Rechtbank Zeeland-West-Brabant

Datum uitspraak
6 december 2023
Publicatiedatum
7 december 2023
Zaaknummer
AWB- 23_2598
Instantie
Rechtbank Zeeland-West-Brabant
Type
Uitspraak
Rechtsgebied
Bestuursrecht
Procedures
  • Eerste aanleg - enkelvoudig
Rechters
  • S. Hindriks
Vindplaatsen
  • Rechtspraak.nl
AI samenvatting door LexboostAutomatisch gegenereerd

Bestuursrechtelijke procedure inzake verkeersbesluit tot ontmoediging van sluipverkeer

Op 6 december 2023 heeft de Rechtbank Zeeland-West-Brabant uitspraak gedaan in een bestuursrechtelijke zaak tussen een eiser en het college van burgemeester en wethouders van de gemeente Geertruidenberg. De eiser had beroep ingesteld tegen een besluit van het college van 6 maart 2023, waarin zijn bezwaren tegen een verkeersbesluit ongegrond werden verklaard.

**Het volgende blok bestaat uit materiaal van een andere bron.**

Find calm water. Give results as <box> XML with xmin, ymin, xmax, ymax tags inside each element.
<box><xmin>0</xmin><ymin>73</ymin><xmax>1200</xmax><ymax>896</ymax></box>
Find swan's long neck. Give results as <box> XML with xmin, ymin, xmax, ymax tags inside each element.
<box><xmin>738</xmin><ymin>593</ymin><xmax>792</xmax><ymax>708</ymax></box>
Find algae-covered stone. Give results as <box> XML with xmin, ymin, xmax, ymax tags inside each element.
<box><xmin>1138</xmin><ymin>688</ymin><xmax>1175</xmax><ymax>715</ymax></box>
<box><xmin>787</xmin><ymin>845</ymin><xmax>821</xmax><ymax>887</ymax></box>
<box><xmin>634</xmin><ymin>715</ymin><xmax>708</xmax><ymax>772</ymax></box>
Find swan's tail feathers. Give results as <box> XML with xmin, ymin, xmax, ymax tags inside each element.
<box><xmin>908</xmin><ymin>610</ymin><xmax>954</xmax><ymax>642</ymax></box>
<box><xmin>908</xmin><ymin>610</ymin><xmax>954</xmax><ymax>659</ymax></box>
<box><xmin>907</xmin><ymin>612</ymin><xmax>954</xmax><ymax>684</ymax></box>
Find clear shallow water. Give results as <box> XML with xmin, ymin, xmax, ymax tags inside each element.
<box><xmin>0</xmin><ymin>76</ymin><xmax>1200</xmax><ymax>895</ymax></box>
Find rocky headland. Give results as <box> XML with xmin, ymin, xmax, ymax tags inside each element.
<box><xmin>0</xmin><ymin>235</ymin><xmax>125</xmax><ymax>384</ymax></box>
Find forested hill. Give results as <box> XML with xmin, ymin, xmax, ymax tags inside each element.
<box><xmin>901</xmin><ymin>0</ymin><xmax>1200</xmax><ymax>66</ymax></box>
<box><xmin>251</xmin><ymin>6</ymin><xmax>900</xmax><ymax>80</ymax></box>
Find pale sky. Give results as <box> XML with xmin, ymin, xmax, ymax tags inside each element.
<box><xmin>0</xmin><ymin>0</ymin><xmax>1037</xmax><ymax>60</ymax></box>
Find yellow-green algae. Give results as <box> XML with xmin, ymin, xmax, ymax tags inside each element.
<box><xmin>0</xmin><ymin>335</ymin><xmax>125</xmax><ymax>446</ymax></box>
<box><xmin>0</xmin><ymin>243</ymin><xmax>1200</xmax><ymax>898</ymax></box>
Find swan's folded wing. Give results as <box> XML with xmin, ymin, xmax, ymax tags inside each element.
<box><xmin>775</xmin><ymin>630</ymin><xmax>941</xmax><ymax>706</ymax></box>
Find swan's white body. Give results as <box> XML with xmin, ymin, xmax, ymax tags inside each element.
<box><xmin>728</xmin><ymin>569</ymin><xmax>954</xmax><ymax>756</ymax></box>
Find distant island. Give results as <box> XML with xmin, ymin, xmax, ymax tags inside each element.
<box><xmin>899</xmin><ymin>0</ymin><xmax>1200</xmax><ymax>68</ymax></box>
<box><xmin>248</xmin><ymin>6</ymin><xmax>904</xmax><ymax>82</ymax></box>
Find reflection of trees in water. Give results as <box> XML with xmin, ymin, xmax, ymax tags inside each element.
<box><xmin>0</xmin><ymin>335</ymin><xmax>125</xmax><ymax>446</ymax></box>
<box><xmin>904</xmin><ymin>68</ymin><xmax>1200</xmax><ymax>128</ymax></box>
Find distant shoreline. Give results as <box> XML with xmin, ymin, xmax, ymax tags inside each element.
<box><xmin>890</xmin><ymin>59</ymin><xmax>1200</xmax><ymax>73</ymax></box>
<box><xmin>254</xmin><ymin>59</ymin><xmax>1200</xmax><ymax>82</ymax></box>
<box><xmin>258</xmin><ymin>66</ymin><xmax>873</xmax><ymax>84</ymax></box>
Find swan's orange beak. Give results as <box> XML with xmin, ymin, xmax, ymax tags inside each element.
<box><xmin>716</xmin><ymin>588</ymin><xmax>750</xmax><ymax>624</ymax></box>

Dit verkeersbesluit was gericht op het treffen van maatregelen om sluipverkeer tussen twee plaatsen te ontmoedigen, in het kader van de 'Visie Hooipolder' die op 3 juni 2021 door de gemeenteraad was vastgesteld. De eiser betoogde dat er in het voortraject vertrouwen was gewekt dat er een wegversmalling met voorrangsregeling in de straat zou komen, maar het college had besloten deze maatregel niet op te nemen in het definitieve besluit. Tijdens de zitting op 9 november 2023 werd de zaak behandeld, waarbij de eiser werd bijgestaan door zijn gemachtigde, mr. Y Ouled Belkacem. Het college werd vertegenwoordigd door een ambtenaar.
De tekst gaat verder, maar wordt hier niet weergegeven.